Privileging involves the granting of permission to perform specific professional activities under the jurisdiction of a governing body's (hospital) authority. In 1951, the Joint Commission on the Accreditation of Hospitals (later renamed the Joint Commission on Accreditation of Healthcare Organizations) was formed to codify the process of hospital assessment. In the early part of the 20th century, a parallel process was being undertaken by the medical specialties to evaluate and recognize competence among physicians through the creation of specialty boards.

To describe the use of board certification in hospital privileging policies for general pediatricians and pediatric subspecialists and to identify any variation among types of hospitals.

Design, Setting, and Participants
A telephone survey between January 1 and June 30, 2005, of privileging personnel among a random, weighted sample of 200 nonspecialty hospitals stratified by teaching status, children's vs general hospitals, freestanding children's hospital vs part of hospital system, and urban vs rural location.

Main Outcome Measures
Proportion of hospitals that require board certification at initial privileging or at some point to maintain privileges and recertification to maintain privileges.

Of 200 hospitals, 7 hospitals were ineligible because they did not have at least 1 pediatrician on staff.

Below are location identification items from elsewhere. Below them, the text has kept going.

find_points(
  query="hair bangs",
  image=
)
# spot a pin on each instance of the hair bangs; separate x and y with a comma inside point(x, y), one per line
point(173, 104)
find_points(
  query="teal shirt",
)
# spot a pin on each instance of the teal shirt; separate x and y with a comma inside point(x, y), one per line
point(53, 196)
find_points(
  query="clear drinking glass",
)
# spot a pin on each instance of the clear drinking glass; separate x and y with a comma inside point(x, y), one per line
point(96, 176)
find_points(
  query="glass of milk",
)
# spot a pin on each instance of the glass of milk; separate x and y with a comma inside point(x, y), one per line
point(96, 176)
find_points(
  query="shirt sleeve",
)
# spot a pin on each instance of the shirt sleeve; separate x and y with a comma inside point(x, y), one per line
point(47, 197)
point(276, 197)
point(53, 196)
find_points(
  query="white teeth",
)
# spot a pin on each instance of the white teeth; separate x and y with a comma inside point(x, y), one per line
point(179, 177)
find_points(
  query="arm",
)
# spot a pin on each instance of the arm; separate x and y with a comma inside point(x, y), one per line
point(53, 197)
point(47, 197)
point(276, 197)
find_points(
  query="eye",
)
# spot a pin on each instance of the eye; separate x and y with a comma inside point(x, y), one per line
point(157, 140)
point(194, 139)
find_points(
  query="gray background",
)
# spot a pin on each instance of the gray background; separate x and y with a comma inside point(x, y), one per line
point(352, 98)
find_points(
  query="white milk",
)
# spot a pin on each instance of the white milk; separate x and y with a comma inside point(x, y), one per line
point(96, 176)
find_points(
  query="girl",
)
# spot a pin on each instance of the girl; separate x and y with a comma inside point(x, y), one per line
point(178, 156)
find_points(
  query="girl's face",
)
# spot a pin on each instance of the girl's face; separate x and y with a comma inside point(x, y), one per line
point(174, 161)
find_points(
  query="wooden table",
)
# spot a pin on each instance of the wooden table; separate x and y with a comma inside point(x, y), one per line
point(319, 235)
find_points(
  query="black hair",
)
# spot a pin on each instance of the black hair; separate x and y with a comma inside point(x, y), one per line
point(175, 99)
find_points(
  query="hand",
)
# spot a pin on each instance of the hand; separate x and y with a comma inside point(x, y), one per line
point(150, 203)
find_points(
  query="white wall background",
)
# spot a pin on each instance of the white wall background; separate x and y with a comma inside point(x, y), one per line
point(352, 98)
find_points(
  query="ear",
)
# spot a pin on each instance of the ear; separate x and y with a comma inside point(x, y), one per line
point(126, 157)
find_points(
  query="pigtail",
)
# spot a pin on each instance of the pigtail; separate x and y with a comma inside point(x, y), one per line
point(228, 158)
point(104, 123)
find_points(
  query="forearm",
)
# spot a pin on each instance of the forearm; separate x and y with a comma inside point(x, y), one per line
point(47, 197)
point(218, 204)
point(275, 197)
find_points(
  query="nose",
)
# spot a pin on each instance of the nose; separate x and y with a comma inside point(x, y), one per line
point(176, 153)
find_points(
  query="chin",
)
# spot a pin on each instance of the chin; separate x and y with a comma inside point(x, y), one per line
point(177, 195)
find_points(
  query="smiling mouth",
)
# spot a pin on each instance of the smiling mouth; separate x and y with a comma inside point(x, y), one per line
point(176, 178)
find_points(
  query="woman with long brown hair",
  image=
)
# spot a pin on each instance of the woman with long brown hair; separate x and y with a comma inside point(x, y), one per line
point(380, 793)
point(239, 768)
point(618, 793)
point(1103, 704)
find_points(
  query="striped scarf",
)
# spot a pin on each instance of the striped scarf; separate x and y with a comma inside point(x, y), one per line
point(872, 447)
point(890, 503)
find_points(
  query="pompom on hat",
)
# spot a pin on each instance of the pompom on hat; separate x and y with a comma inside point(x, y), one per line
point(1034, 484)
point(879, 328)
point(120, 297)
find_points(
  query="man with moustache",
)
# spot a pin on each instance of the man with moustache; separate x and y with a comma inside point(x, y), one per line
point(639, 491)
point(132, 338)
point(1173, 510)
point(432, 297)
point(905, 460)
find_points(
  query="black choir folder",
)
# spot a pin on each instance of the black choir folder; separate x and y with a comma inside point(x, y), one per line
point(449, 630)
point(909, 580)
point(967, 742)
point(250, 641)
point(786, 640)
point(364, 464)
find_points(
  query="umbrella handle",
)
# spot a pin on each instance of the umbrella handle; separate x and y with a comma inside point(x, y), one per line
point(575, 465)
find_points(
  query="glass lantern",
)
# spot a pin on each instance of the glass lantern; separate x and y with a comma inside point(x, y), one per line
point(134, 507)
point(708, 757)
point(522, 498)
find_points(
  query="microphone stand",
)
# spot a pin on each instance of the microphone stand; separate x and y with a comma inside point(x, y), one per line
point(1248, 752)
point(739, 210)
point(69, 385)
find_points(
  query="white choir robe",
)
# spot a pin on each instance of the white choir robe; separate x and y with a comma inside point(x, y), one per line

One hundred fifty-nine hospitals completed the telephone interview, resulting in an overall response rate of 82%. A total of 124 (78%) of 159 hospitals did not require general pediatricians to be board certified at initial privileging; however, 111 (70%) did require pediatricians to become board certified at some point during their tenure. Of these 124 hospitals, 52 (42%) did not report a time frame in which certification must be achieved. Forty-nine (43%) of 113 hospitals required pediatric subspecialists to achieve subspecialty certification within a specific time frame.

These results raise issues regarding the manner in which board certification is used or not used by hospitals in their efforts to ensure the practice of high-quality care within their institutions. The premise for recertification is the need to assure the public of continued competence of physicians over the course of their professional careers. Increased attention by the public and regulatory agencies regarding patient safety and quality of care will likely have an impact on hospital privileging processes.